А он тяготился городом Ц., не проводил здесь больше двух дней. Он увеличился в габаритах, заматерел под московским небом, казалось, стал еще выше и шире. Его хоботок превратился в хобот, он поводил им неспешно и грозно, точно принюхивался к озону, прежде чем втянуть его внутрь.
Он тяготился и семьею. Странное дело, всегда говорил о преданности фамильным корням, но подарить отцу и матери хотя бы недельку был не в силах. Я не винил его: что поделаешь, возможно, родители и виноваты, что вырастили его чужим. Я был не худшим из сыновей, долго не мог привыкнуть к сиротству, однако, в отличие от Бугорина, мне чувство рода было неведомо. По чести сказать, я в него и не верил.

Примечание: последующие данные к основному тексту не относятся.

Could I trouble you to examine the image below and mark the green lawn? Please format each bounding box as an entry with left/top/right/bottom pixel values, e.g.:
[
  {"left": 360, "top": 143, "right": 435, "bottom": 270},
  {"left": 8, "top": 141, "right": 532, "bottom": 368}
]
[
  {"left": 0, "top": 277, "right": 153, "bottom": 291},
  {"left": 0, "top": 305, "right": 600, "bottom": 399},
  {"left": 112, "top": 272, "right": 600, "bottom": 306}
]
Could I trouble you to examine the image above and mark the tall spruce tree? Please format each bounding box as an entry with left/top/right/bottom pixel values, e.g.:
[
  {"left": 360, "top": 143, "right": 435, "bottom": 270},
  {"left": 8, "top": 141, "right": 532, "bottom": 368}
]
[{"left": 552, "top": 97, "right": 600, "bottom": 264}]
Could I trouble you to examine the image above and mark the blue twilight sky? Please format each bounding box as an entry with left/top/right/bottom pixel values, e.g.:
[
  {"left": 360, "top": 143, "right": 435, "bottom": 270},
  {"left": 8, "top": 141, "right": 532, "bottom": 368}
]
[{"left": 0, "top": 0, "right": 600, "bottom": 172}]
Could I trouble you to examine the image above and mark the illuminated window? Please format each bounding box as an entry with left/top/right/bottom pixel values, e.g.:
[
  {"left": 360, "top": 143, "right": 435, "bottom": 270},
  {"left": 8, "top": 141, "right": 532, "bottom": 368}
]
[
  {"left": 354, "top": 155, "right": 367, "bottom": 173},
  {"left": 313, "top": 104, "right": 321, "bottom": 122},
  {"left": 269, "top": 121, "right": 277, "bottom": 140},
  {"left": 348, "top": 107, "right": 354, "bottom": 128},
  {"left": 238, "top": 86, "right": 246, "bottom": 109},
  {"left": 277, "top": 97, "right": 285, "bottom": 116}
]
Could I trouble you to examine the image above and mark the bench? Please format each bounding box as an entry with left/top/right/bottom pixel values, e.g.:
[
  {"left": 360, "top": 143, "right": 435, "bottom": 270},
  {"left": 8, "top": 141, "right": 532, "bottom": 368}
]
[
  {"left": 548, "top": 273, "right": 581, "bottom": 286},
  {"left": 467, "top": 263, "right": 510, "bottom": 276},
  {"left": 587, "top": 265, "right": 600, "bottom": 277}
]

Да и откуда ему вдруг взяться? Я не Репнин и не Шереметев. Театр! И не лучшего вкуса. Мне было трудно скрыть раздражение.
Тем более был еще и свой счет к генеалогическому древу. Неведомые мне Горбуновы меня наградили и неуверенностью, и стойкой неспособностью к действию. Вот и пришлось усердно пестовать приверженность к родимым оврагам, чтоб скрыть свой липкий страх перед жизнью. Да, я люблю мой город Ц., но что же мне еще остается?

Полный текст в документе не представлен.